No standing child falls a great distance, when dropping to the ground. Still, that fact does not do away with a parent’s concerns, regarding the chances that a son or daughter might make contact with the ground while at a daycare center. After all, there are so many different ways that a small child can fall.

Possible descriptions for an event where a child hit the ground:

• Child falls from a piece of furniture;
• Child slips and loses ability to stand upright;
• A child’s falling gets followed by a period of tumbling;
• The child falls head first.

Before the parent can file a personal injury lawsuit on behalf of an injured son or daughter, that same adult needs to contact a personal injury lawyer in Barrie. That lawyer can investigate the circumstances surrounding the falling event.

What an injury lawyer will seek to learn about the circumstances surrounding the falling event:

How much supervision was given to each child?

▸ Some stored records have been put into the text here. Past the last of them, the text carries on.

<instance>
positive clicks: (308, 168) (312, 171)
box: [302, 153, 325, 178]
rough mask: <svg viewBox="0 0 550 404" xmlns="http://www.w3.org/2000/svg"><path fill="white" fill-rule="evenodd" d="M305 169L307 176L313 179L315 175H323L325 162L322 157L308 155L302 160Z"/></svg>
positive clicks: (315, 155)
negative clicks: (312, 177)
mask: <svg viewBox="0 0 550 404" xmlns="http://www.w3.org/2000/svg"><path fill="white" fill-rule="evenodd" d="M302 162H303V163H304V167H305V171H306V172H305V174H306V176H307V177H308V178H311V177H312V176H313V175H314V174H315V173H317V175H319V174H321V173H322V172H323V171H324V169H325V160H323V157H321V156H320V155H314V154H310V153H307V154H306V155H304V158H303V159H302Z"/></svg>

Was the supervised child within an adult’s view at the time of the falling incident? An attorney seeks an answer to that question, because it reveals any supervisor’s ability to foresee the occurrence of a possible accident. Staff members cannot foresee every accident, but their level of foresight increases, when a supervised child is also an observed child.

• Did the daycare facility conduct a background check on each potential staff member?
• Did the same facility offer any form of training to new members of the staff? Did the older members get a chance to attend an annual re-education program?
• What toys were made available to the children? How were they cleaned.

What an attorney should try to learn about the center where the child got injured:

• Did this facility have a license? Was it located in a building that adhered to all of the local and provincial safety codes?
• Where is the first aid kit stored in this particular center?
• Are all of the center’s fire alarms in good-working condition?
• What plans have been put in place, in order to deal with an emergency?

General questions about the center/facility help to disclose the extent to which measures have been put in place to prevent a falling incident. The existence of such measures diminishes the level of suspicion, regarding the chances that the center’s negligence had increased the likelihood that a fall would take place.

This calls attention to the fact that a negligent act does not have to be something overt and obvious. It can consist of no more than the failure of someone to behave in an expected manner. A center’s failure to enforce the appropriate level of preparedness opens the door to questions about its possible tendency to be careless and neglectful.